A Whale Optimization Algorithm with Convergence and Exploitability Enhancement and Its Application

Abstract

The whale optimization algorithm (WOA) is inspired by humpback whale social behavior and WOA is a popular swarm intelligence algorithm. Yet, the WOA does have certain flaws, such as a restricted global search capability and an inconsistent convergence speed, and when dealing with complex optimization problems, WOA is easy to fall into local optimum. To address the WOA’s shortcomings, a modified whale optimization algorithm with convergence and exploitability enhancement called MWOA-CEE is proposed.
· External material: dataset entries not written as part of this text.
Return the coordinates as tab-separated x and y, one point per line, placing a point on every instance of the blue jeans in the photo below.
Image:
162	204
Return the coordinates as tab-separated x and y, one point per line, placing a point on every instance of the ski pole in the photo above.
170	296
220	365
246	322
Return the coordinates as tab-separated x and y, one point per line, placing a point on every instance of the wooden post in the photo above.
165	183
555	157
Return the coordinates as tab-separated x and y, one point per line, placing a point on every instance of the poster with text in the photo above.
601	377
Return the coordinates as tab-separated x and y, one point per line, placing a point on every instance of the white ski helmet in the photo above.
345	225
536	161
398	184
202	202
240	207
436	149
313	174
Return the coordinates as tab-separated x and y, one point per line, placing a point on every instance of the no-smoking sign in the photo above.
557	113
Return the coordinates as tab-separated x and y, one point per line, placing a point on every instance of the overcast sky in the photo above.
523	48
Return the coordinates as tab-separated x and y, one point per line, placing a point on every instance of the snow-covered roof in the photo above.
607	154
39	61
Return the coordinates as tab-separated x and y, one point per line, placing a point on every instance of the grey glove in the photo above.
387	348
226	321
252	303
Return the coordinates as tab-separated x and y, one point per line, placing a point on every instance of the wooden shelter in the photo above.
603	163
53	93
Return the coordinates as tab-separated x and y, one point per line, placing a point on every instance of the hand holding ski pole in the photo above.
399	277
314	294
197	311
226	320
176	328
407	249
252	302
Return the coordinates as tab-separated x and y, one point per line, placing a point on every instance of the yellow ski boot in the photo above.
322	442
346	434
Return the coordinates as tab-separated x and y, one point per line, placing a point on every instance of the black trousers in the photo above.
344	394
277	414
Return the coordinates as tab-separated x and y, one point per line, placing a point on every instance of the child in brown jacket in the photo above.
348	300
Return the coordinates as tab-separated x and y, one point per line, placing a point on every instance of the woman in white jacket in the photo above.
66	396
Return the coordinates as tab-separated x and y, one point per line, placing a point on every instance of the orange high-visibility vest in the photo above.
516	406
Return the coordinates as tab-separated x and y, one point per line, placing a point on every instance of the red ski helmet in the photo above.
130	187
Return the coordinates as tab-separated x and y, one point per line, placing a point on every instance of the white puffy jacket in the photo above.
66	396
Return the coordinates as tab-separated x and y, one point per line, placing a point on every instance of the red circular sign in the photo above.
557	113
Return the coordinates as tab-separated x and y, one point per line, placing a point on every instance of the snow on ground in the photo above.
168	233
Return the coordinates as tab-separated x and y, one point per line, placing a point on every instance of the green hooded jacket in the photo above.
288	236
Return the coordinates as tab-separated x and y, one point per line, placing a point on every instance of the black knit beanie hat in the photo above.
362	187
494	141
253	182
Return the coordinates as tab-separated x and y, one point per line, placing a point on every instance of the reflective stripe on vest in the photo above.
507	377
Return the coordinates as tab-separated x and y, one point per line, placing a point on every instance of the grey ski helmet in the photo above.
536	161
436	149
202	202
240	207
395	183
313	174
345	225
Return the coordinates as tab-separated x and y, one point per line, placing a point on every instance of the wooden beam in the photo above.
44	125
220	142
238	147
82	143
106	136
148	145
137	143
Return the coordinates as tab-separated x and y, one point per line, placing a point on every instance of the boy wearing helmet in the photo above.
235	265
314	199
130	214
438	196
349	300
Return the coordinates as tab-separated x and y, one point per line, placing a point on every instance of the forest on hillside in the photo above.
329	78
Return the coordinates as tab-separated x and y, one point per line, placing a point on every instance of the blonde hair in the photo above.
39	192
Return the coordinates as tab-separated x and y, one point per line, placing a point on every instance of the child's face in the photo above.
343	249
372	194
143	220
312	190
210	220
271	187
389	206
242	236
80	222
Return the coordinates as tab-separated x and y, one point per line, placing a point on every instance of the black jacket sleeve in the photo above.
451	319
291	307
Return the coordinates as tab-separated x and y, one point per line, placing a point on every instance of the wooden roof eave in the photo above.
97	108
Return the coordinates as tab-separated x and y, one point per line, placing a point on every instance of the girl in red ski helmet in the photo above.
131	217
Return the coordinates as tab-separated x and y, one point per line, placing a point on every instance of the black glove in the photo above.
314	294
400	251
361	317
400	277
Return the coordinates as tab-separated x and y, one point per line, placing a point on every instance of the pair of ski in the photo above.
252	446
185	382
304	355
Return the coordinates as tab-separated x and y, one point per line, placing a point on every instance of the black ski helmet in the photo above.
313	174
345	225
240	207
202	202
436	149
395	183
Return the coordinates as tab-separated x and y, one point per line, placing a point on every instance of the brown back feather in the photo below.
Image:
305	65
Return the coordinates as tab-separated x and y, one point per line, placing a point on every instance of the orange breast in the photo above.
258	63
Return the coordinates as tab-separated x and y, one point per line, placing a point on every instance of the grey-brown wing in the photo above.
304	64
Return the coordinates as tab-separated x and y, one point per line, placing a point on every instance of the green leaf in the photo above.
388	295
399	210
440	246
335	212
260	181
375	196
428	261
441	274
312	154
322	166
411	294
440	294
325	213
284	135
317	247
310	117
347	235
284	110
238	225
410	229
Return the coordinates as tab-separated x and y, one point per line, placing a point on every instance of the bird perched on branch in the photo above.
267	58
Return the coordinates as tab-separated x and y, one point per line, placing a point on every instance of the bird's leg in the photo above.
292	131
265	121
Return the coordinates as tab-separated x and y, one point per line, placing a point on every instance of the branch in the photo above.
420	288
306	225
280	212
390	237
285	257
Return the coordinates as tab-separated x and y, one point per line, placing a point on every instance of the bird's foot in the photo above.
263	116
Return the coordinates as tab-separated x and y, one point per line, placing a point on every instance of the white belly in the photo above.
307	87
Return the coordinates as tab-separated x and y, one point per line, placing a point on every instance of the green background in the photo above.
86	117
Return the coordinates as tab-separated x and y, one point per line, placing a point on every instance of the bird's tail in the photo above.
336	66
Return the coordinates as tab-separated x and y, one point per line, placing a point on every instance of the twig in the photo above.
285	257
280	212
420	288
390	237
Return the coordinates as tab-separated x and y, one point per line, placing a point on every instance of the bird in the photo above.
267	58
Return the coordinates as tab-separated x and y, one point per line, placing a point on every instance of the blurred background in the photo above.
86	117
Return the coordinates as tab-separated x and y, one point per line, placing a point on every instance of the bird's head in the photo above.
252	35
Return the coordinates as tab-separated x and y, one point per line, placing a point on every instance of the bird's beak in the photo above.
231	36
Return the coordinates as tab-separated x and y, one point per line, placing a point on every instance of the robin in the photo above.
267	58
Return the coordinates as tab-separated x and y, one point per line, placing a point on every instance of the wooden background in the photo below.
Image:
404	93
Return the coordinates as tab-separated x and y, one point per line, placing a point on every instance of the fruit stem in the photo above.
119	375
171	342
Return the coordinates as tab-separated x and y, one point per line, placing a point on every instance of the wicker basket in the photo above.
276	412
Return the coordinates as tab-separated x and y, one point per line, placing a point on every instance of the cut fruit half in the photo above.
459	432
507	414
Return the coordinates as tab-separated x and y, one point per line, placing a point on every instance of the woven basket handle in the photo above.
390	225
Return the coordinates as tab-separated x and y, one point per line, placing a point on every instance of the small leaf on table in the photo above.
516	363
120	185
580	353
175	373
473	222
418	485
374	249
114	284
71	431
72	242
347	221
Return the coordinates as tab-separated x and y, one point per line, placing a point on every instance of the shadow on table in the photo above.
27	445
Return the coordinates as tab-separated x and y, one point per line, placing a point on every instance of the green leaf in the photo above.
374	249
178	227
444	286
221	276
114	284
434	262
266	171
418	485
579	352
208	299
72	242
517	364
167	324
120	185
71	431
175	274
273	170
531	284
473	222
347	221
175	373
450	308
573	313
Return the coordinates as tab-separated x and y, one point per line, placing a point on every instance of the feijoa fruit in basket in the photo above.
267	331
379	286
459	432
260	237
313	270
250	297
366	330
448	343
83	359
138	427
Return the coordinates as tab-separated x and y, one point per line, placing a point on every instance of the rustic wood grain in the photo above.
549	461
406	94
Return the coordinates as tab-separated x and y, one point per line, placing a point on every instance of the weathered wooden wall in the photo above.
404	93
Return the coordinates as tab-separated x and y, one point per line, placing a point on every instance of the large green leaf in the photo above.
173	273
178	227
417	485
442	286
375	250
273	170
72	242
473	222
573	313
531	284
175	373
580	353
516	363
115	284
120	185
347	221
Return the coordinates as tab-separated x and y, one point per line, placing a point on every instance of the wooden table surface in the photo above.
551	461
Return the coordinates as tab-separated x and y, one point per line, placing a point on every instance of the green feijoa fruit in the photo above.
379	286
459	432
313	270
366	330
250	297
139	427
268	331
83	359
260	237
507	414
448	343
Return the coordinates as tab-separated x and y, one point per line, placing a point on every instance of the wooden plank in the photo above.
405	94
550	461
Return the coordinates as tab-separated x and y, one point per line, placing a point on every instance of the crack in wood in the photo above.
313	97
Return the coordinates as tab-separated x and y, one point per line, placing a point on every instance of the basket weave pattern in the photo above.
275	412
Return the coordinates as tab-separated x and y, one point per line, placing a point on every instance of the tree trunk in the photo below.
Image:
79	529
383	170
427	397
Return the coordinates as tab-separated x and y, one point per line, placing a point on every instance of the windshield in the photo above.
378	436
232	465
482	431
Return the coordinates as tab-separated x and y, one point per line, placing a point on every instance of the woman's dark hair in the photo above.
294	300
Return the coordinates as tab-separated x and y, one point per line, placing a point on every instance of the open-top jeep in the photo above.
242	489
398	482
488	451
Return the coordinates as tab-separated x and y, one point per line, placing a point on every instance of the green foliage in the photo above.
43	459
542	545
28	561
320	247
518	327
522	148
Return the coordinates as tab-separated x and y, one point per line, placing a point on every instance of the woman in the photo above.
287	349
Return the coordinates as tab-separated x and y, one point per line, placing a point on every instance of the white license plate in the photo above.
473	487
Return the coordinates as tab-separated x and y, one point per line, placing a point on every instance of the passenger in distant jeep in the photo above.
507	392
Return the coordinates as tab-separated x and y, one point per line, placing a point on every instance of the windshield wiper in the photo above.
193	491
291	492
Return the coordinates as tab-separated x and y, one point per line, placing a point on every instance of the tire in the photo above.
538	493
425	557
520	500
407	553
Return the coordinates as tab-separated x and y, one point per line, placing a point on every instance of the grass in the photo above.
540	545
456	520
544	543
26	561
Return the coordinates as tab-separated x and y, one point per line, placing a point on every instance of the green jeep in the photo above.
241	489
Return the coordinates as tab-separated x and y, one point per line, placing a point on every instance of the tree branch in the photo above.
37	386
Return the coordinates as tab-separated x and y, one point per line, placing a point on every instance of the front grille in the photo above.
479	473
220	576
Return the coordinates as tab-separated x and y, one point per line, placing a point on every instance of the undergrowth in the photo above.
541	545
Three operators, opposition-based learning, exponentially decreasing function, and elite-guided Cauchy mutation, are integrated into the WOA to enhance the exploration performance and avoid local optimum. First, the opposition-based learning used the opposition-based concept to generate the opposite position of the candidate solution, which can enhance the convergence ability and quality of the solution. Then, the exponentially decreasing function balances the exploitation and exploration phases and boosts the exploitation capability. In the end, the elite-guided Cauchy mutation generated a wide disturbance near the current candidate solution, which improves solutions diversity and increases the algorithm’s global search capability. MWOA-CEE is validated on 19 optimization benchmark functions and 14 CEC2014 benchmark functions and used to identify IIR systems. It is compared to seven of the commonly used algorithms. The results prove that MWOA-CEE outperforms the other algorithms in terms of final solution quality and convergence rate.